Yes: You're going to be making mint juleps. And yes: It's okay to give in to that and other stereotypes. So go ahead: Listen to NPR like you want to. When the BBC newsbreak talks about the constitutional crisis in Myanmar, allow yourselves to be hushed and to say to each other in nodding tones, "Gosh--and I had so much faith in Thein Sein. Aung San Suu Kyi is really in my thoughts right now..." It's okay.
Living Room: Doleful, noble bluegrass You're going to want to go to your old low-volume-soundtrack standby of whatever indie rock you're into right now, but this is the sincere-attempt-at-watching-the-Kentucky-Derby-room. You're all dressed up vaguely churchily. Play some slow, quiet bluegrass. All of you can nod at it, a little, until the gates open. It'll be perfect.
Bluegrass says: We are watching the Kentucky Derby. It is a thing we are doing as plugged-in Americans who also understand our cultural heritage. It is also very relaxing if you've made a big and dumb bet.
Doorway: Vampire Weekend or something Move out toward the doorway: Here are the people you've lost already. Don't worry, it's not your fault: These people were determined not to enjoy the Kentucky Derby on any level beyond ironically. These people read Stuff White People Like and wallow in just-kidding-but-seriously self-loathing instead of trying to honestly admit that they like Adele and Mad Men. A highbrow sporting event that potentially exploits horses and is peopled mostly by white guys in vests never had a chance.

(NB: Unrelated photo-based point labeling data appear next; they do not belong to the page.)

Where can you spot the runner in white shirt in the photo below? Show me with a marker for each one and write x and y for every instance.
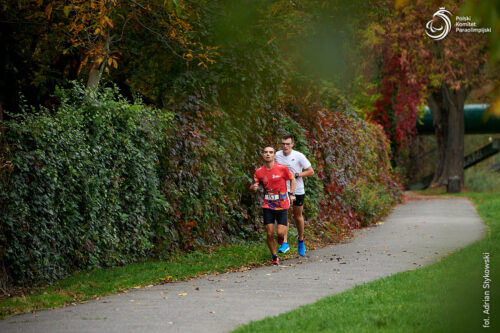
(300, 166)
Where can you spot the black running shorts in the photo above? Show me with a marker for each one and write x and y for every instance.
(299, 200)
(279, 215)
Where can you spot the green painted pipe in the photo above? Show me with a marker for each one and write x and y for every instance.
(474, 121)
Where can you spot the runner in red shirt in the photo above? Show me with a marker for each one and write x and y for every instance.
(276, 200)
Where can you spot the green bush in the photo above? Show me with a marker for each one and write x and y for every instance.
(79, 185)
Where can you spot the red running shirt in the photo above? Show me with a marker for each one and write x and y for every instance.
(274, 181)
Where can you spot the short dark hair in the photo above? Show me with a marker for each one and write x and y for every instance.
(268, 146)
(287, 136)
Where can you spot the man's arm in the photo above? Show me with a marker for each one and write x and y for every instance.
(255, 184)
(292, 185)
(306, 173)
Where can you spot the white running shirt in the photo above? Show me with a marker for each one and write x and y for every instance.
(296, 162)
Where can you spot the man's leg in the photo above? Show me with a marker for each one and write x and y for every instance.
(285, 238)
(299, 221)
(281, 231)
(270, 238)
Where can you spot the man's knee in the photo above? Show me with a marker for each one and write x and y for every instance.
(281, 238)
(270, 233)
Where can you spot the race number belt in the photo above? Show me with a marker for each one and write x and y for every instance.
(272, 197)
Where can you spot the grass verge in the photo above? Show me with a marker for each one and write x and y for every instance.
(448, 296)
(84, 286)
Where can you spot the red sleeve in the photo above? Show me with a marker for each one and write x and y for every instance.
(287, 174)
(255, 177)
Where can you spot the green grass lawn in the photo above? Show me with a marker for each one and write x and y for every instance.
(445, 297)
(100, 282)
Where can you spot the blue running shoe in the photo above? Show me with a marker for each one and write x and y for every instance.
(302, 248)
(284, 248)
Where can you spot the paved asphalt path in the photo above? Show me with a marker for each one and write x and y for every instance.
(415, 234)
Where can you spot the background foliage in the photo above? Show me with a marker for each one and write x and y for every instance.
(81, 189)
(117, 181)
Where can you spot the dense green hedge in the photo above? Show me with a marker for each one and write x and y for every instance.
(79, 186)
(99, 181)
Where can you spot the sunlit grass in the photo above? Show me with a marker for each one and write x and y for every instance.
(445, 297)
(84, 286)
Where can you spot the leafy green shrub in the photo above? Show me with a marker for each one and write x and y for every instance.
(81, 186)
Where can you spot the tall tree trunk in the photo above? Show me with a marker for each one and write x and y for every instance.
(447, 108)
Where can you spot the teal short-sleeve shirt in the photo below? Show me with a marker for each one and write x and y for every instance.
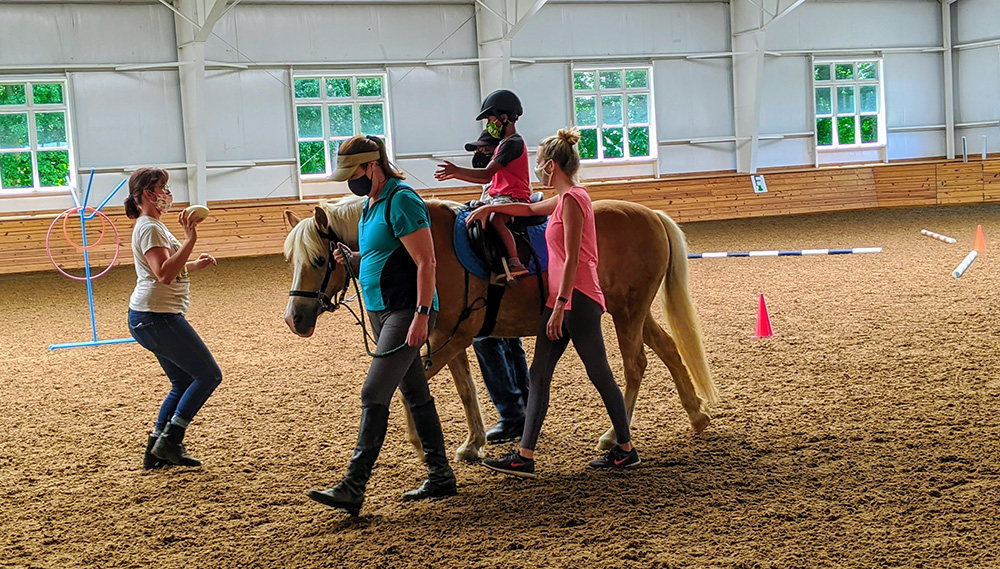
(388, 275)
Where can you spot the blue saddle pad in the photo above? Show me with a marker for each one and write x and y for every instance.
(475, 265)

They're listening to Vampire Weekend because it is another thing they profess to like only as a goofy, instantly apologetic tic out of a culture they won't try to enjoy or engage sincerely because they're uncomfortable with any hint of perceived privilege--and because they won't differentiate between perceived Columbia privilege and perceived Kentucky privilege, so long as both groups spend too much time dressing themselves without breaking the fourth wall.
Lawn: The National (any album) Bump past them and down the steps and out onto the lovely early-May grass, where all the people you grabbed a little too well are standing and drinking and conjuring up some lost, beautiful past for themselves out of mint juleps and one Faulkner story they read in a lit survey about modernism.
Enter: The National. The official soundtrack of daydreaming about yourself as a quietly desperate guy who wears hats all the time. It's music to smoke cigarettes and think about cancer by, and it's great.
And after people in the living room lose a ton of money betting on horses they hadn't heard of on Monday, the rest of you can join your lawn friends in pondering the meaning of, like, things, and who you are.
I'm thinking, now, that you should maybe remember to bring a frisbee.